Y yo callo porque no sé muy bien qué decir ante tanta exaltación. Pienso que si tanta gente de la cultura hace eso es porque piensan que deben hacerlo para sobrevivir. Debe ser una especie de mecanismo inconsciente de supervivencia, como lo tienen los pájaros cuando tienen que cortejar a la hembra y despliegan toda su artillería.
Las redes sociales son el YO
A veces en Twitter debo contar cosas sobre lo que escribo. Promocionar mis artículos o mis libros. Me resulta un terreno bastante incómodo pero veo que muchos escritores lo llevan bien. En ese sentido, intento que mi humilde aporte a este circo sea algo de reflexión en torno a la literatura y la filosofía.
Quizás soy una ingenua porque yo observo que se llena el espacio virtual de selfies, sonrisas, eventos y buenrrollismo que no se ve con el mismo ahínco en otros sectores. Muchos escritores incluso desarrollan verdaderas dotes de oratoria. Y eso me deja maravillada. Es como si ellos fueran un continuo entre lo que escriben y lo que son en su vida pública.
Todo eso me resulta muy ajeno. Cuando me preguntan qué ando escribiendo, suspiro fuerte. No sé muy bien qué responder. Cuando escribo, soy una persona desconocida e imprevisible. Quizás, un OTRO que habita en mí. O justamente, dejo el YO y solo soy escritura que fluye. Desaparezco.

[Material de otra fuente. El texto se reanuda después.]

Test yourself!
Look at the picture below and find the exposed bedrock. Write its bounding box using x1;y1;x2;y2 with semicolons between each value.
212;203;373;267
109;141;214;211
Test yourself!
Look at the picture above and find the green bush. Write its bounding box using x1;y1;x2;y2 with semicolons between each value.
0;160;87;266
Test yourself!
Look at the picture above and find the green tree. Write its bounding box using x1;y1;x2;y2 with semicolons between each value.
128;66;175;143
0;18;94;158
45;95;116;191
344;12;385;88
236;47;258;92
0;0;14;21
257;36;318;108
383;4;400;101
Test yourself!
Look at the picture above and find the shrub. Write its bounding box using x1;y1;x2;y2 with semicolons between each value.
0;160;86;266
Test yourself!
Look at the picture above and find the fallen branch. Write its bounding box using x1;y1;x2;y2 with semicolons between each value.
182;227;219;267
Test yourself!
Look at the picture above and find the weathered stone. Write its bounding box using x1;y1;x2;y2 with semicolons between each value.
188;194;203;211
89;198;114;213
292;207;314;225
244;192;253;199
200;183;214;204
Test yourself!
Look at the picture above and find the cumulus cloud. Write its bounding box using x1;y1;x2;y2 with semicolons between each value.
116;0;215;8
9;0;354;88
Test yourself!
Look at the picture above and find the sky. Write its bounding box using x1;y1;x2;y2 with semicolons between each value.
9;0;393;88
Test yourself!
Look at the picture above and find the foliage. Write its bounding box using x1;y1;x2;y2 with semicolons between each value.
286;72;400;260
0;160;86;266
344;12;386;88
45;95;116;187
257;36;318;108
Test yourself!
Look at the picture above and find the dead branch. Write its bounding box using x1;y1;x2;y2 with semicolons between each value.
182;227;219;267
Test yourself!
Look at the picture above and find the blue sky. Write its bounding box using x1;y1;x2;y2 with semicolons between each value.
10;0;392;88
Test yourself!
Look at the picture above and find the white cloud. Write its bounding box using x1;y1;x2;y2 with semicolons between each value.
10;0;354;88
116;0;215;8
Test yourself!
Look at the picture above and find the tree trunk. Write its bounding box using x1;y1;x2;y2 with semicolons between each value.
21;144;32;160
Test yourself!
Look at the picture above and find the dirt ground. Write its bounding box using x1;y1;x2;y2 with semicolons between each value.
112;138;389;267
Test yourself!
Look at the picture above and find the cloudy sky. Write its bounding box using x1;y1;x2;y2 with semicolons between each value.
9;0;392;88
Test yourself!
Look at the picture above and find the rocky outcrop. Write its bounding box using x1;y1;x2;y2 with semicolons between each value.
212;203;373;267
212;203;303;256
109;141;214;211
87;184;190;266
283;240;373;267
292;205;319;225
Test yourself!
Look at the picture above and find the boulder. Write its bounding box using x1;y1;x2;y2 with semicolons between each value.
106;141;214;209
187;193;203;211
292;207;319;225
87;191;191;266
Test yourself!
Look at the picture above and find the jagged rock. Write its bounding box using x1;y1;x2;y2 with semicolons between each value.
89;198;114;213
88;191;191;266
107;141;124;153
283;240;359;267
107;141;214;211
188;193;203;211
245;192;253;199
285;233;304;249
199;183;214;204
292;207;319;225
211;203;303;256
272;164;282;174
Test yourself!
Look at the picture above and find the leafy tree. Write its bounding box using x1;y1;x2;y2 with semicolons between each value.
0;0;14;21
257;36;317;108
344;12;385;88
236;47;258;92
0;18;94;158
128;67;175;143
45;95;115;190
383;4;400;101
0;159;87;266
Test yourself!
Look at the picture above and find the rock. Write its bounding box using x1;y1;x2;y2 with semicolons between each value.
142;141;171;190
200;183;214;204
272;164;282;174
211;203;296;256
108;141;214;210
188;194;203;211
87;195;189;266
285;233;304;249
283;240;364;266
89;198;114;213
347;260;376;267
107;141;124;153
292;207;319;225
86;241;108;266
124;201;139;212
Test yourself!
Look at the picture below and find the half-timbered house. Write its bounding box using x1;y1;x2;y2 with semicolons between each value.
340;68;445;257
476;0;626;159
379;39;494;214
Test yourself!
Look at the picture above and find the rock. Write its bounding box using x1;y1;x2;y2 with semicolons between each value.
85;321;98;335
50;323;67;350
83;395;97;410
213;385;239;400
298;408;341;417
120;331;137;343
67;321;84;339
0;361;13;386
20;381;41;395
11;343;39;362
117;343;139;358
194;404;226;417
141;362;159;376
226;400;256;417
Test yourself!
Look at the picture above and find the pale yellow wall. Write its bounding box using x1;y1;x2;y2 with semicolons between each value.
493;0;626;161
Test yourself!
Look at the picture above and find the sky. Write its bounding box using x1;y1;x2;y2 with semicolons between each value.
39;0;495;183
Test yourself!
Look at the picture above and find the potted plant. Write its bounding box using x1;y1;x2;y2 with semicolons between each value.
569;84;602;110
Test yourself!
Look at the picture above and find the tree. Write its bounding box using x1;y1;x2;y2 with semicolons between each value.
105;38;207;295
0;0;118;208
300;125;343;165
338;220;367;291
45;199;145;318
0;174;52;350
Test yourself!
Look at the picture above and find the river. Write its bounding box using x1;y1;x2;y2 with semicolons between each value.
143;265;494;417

Y luego está mi vida «civil» en la que soy otra persona muy distinta. Entre ambos mundos, hay una desconexión tan fuerte que muchas veces, no sé qué decir. Y en ese esfuerzo por hablar (y contestar la pregunta de qué estoy escribiendo), es un poco como remontarme a otro tiempo. Y me encuentro con que debo estudiar o realmente hacer un esfuerzo de memoria para reconectar con lo que escribo y expresarlo.
Lo hago y algo sucede, pero en ese contar, se genera otra lejanía. Algo extraño. Sale un relato partido. El relato del relato. Y otra vez me sorprendo. Porque me escucho a mí misma con sorpresa. Igual sirve porque uno acomoda ciertas cosas ante la mirada del otro.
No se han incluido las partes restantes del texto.